The Ba’al Shem Tov teaches us to find Divine providence in everything we see and observe around us. Originally the story began with a leaf falling on a worm to protect it from the elements. But now, as we continue the story into our present day, instead of a leaf, we have a phenomenon called the “Polar Vortex.”
Before I continue, let me first preface that this article is not intended to make light of the situation. To be sure, the freezing cold weather, gale force winds, banks of snow, are not something to take lightly. But as we are encouraged to take lessons from everything we observe, that is why I sat down to write the article tonight.
Conceptualizing the Vortex
The first task when writing these pieces is to conceptualize the event into an idea. Then from that idea or isolated spark, we can then begin to implant it within the landscape of the Torah. Pertaining to the Polar Vortex, the concept we have chosen is a Kabbalistic principle called “they reversed places” (אחליפו דוכתייהו).
First let’s quote from Greg Laden’s article called: “Go home, Arctic, You’re Drunk.”
“…the cold air mass that usually sits up on the Arctic during the northern Winter has moved, drooped, shifted, gone off center, to engulf part of the temperate region. If I go even farther north, at some point it will start to get warm again… In fact, it is relatively warm up on the North Pole right now. Alaska and Europe are relatively warm as well.
The Polar Vortex, a huge system of swirling air that normally contains the polar cold air has shifted so it is not sitting right on the pole as it usually does. We are not seeing an expansion of cold, an ice age, or an anti-global warming phenomenon. We are seeing the usual cold polar air taking an excursion.”
Switching Places
Throughout history, most of the people on earth have lived in the northern hemisphere, while even today only a small fraction of people live south of the equator. Now, the Zohar poses the following question: According to this correspondence, we would expect that the further north we go—relative to most of the world’s population—the hotter it should get, but in reality, we all know that this is not the case. The further north you go the colder it gets.

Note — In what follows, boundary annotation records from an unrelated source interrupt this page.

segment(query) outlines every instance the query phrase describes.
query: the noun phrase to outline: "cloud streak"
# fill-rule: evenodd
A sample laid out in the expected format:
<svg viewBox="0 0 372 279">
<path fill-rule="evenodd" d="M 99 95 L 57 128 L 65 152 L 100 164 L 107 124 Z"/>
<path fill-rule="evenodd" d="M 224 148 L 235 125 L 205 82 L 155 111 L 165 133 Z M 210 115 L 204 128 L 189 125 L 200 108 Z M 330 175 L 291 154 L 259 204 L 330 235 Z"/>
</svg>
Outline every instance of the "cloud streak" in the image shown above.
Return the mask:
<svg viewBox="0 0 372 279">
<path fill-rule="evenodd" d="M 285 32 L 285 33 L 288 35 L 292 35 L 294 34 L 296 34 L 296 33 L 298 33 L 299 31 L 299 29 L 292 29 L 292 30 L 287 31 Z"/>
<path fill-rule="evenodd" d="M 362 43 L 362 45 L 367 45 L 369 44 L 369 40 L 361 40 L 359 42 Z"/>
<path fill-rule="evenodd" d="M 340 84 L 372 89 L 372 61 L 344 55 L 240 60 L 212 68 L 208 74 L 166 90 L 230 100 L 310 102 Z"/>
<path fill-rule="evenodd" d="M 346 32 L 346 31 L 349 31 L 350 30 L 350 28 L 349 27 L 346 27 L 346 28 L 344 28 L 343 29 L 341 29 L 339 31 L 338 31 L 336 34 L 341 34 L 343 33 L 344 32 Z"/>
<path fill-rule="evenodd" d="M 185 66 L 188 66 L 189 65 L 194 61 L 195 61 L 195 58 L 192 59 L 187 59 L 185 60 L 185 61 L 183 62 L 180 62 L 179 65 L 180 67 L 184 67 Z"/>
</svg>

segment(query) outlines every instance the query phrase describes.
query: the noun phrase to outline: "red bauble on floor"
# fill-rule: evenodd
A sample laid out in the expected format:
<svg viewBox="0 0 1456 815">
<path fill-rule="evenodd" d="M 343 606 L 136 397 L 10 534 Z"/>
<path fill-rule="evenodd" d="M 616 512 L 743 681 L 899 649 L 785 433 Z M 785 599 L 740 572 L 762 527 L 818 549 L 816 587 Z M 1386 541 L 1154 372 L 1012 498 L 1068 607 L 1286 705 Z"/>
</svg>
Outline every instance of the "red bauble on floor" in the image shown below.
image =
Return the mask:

The answer that the Zohar gives1 is that here we see the most important manifestation of the Kabbalistic principle called “they reversed places” (אחליפו דוכתייהו) in a geographical context. This principle exhibits the essence of what a rectified state of reality is like. It is also very similar to the notion of inter-inclusion. It means that two powers or forces have switched places. Each has left its natural vessel (in this case, its natural location on the globe) and entered into the vessel of the other. The locations where I expect to find cold and hot are reversed. The Zohar says that this is a very important phenomenon of the inhabited part of the Earth.
As mentioned above, the Zohar also knows that there is land south of the equator, but it says that this is the reason that most of mankind, from its very beginnings to date, lives in the Northern hemisphere, because only the northern hemisphere manifests this state of inter-inclusion. The land of the northern hemisphere is better suited for habitation because it is more amenable to reaching a state of the mature rectification or the inter-inclusion between two opposite states of being: that which we think should be hot is cold, and that which is cold is hot.